Interactive simulation
What happens to 1,000 unvaccinated children exposed to measles?
- High-fever illness
- 0
- Hospital care
- 0
- Death
- 0
Fever, cough, rash, and red eyes for about 10 days.
Pneumonia, brain swelling, or severe dehydration requiring hospitalization.
Fatal complications occur in roughly 1–2 per 1,000 infections.
What this shows
Risks can be hard to make sense of when they’re just numbers. This simulation makes the risk of measles tangible by exposing 1,000 unvaccinated children to it, showing how many get sick, how many need hospital care, and how many die. It then re-rolls the dice as if each child had been vaccinated. The MMR vaccine prevents the vast majority of cases, hospitalizations, and deaths.
How it works
This is a Monte Carlo simulation: for each child, we roll dice weighted by likelihood.
Catching measles. In close contact with an infected person, an unvaccinated child has about a 90% chance of infection, the secondary attack rate from the CDC’s Pink Book. High, but not certain, so a few escape even unvaccinated.
Severity. Among children who catch measles, the split into illness, hospital care, and death follows the CDC’s distribution: about one in five hospitalized, one to two per thousand fatal. Breakthrough cases follow the same split. Cases in vaccinated children may be milder; the model does not apply this severity discount.
Two doses of MMR are about 97% effective against measles disease, per the CDC. In the vaccinated re-roll, that rate governs who’s protected. Some breakthrough cases occur.
Caveats. To construct a fair comparison, the “vaccinated” scenario assumes all individuals are exposed to measles, and computes infection and complication rates accordingly. In a real-world scenario of universal vaccination, herd immunity means that very few people are ever exposed; measles simply doesn’t circulate. The simulation also omits SSPE, a rare, fatal brain disease that can strike years after initial infection.
Sources
- WHO: Measles Fact Sheet
World Health Organization fact sheet on measles. Covers disease transmission (one infected person can generate up to 18 secondary infections), complications, and mortality. WHO reports measles caused approximately 136,000 deaths globally in 2022, mostly among unvaccinated children.
- CDC: Measles Symptoms and Complications
CDC measles symptoms and complications page. Documents the ~1-in-5 hospitalization rate and the severity breakdown (ear infection, diarrhea, pneumonia, encephalitis) among US measles cases.

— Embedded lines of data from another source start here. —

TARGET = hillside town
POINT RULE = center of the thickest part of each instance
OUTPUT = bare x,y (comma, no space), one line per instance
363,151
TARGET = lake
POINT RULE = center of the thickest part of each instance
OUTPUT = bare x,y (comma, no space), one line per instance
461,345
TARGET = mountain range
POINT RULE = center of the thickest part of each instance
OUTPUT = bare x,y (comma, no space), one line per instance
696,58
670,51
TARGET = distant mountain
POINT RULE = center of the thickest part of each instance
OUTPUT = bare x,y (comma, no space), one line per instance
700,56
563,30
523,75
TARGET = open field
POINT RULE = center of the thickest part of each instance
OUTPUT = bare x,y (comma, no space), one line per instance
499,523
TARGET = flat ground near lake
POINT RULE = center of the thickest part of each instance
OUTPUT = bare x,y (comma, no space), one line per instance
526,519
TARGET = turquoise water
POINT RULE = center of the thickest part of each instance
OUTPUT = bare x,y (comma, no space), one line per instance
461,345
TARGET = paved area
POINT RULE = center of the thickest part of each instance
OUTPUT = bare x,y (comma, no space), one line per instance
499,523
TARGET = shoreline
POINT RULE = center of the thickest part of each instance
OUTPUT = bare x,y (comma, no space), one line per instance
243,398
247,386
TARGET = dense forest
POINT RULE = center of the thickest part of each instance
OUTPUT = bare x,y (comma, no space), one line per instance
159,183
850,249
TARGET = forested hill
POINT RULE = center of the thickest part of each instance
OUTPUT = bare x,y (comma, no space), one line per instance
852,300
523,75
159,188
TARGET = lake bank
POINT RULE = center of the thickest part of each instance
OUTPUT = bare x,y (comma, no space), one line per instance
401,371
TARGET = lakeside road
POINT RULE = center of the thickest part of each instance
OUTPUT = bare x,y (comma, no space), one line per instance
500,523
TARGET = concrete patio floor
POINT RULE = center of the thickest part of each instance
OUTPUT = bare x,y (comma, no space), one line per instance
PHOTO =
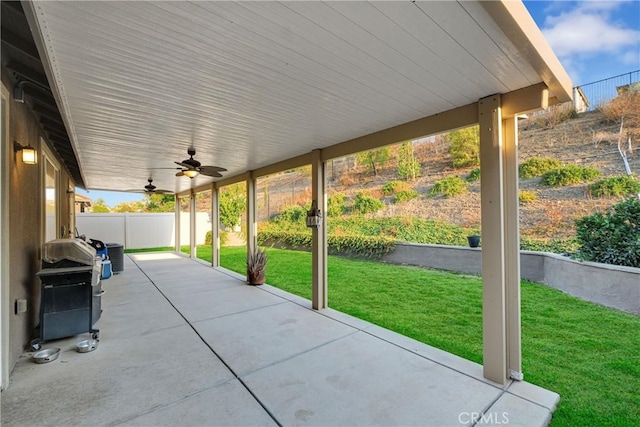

- CDC: Measles Vaccine Considerations
Two-dose MMR vaccine effectiveness against measles disease is about 97%.
- CDC: Epidemiology and Prevention of Vaccine-Preventable Diseases (Pink Book), 14th Edition
CDC reference for vaccine-preventable disease epidemiology. The measles chapter documents "more than 90% secondary attack rates among unvaccinated susceptible persons in close-contact settings," and also covers an R0 of 12-18 and severity figures.
- Wendorf et al.: Subacute Sclerosing Panencephalitis: The Devastating Measles Complication That Might Be More Common Than Previously Estimated (Clin Infect Dis 2017)
Age-stratified SSPE risk estimate after measles infection: 1:1,367 for children infected under age 5 and 1:609 for infants infected under 12 months, with conservative under-reporting corrections of 1:2,700 and 1:1,200 respectively. Median latency 9.5 years.